Connect your ATtiny85 up to the Arduino and use the burn bootloader function of the Arduino IDE to set it to run at 8MHz by choosing the “ATtiny85 @ 8MHz (internal oscillator;BOD disabled)” board setting under Tools > board and then using the Tools > Burn Bootloader option. Note that as with the ATtiny84 this doesn’t actually burn a bootloader, all we are doing is setting the relevant fuses to configure the microcontroller, in this case we are temporarily setting it to run at 8MHz as tiny-tuner won’t run at our final 16MHz speed.
Load the “Interactive_to_Serial_with_Details” TinyTuner sketch from the tiny-tuner examples onto the ATtiny85, connect PB3 (pin 2) to RXD on the FTDI adapter and PB4 (pin 3) to TXD as well as 5V and ground.

Now open a terminal app on your PC and connect to the port of the serial adapter, eg. on linux “miniterm.py /dev/ttyUSB1“, reset the ATtiny85 and you should get a welcome message, now repeatedly press x slowly (once a second or so is fine) until you get a result like:

Copy-and-paste the following line of code at the top of setup…
OSCCAL = 0x9C

Copy the result from tiny-tuner into the TinyPCRemote sketch replacing the OSCCAL = 0x9C; line in setup() as appropriate.

Step 8: Final Setup

Once you have entered the OSCCAL calibration value and your remote control codes along with the resulting keys you want to be entered  then you are ready to load the TinyPCRemote sketch onto the ATtiny85.

First use the burn bootloader function again to set the ATtiny 85 to 16MHz by using the “ATtiny85 @ 16MHz (internal PLL;4.3V BOD)” board setting then upload the sketch in the normal manner.

If you are testing it on a breadboard as I did when developing it then you will probably had to disconnect the connections to the Arduino for the USB to work, I got away with just disconnecting the SCK connection (wire from Arduino D13 to ATtiny pin 7/PB2).
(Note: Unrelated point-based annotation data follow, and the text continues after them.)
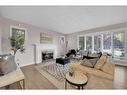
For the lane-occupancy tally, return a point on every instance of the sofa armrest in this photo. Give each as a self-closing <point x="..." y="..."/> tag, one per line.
<point x="91" y="71"/>
<point x="12" y="77"/>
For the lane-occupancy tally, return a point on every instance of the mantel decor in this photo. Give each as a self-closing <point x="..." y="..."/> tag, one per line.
<point x="46" y="38"/>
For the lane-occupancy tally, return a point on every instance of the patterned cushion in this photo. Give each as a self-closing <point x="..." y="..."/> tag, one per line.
<point x="86" y="62"/>
<point x="100" y="62"/>
<point x="108" y="68"/>
<point x="7" y="64"/>
<point x="89" y="62"/>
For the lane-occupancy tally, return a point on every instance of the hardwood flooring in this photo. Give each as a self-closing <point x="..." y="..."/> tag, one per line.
<point x="34" y="80"/>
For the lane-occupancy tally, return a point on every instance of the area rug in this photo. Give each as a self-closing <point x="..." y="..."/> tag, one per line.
<point x="50" y="71"/>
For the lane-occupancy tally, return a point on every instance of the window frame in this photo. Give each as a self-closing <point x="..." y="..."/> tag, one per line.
<point x="111" y="32"/>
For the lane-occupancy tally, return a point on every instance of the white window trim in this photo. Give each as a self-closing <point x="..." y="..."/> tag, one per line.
<point x="18" y="27"/>
<point x="105" y="32"/>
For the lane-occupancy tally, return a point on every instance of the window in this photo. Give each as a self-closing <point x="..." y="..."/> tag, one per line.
<point x="97" y="43"/>
<point x="118" y="45"/>
<point x="81" y="43"/>
<point x="110" y="42"/>
<point x="18" y="31"/>
<point x="89" y="43"/>
<point x="107" y="43"/>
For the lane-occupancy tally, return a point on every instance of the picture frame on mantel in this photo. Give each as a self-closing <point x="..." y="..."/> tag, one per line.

If you now plug the the TinyPCRemote into a USB port hopefully pressing the remote control buttons will result in the corresponding characters appearing on your screen as if typed on your keyboard.

If not run dmesg and look for any errors, if everything is working you should see something like the following (I don’t know how you can view similar logs on Windows or Mac):

input: zorg.org TinyPCRemote as /devices/pci0000:00/0000:00:13.5/usb1/1-9/1-9.2/1-9.2.1/1-9.2.1:1.0/input/input18
generic-usb 0003:4242:E131.0006: input,hidraw2: USB HID v1.01 Keyboard [zorg.orgTinyPCRemote] on usb-0000:00:13.5-9.2.1/input0

Note that I’ve changed the manufacturer and device names in usbconfig.h to be zorg.org and TinyPCRemote respectively.

If you get device descriptor read errors like:

usb 1-9.2.1: new low-speed USB device number 28 using ehci_hcd
usb 1-9.2.1: device descriptor read/64, error -32

then your computer is seeing the device but you probably have a timing problem. Make sure your ATtiny is set to 16MHz using the internal PLL and that you have calibrated it correctly using tiny-tuner.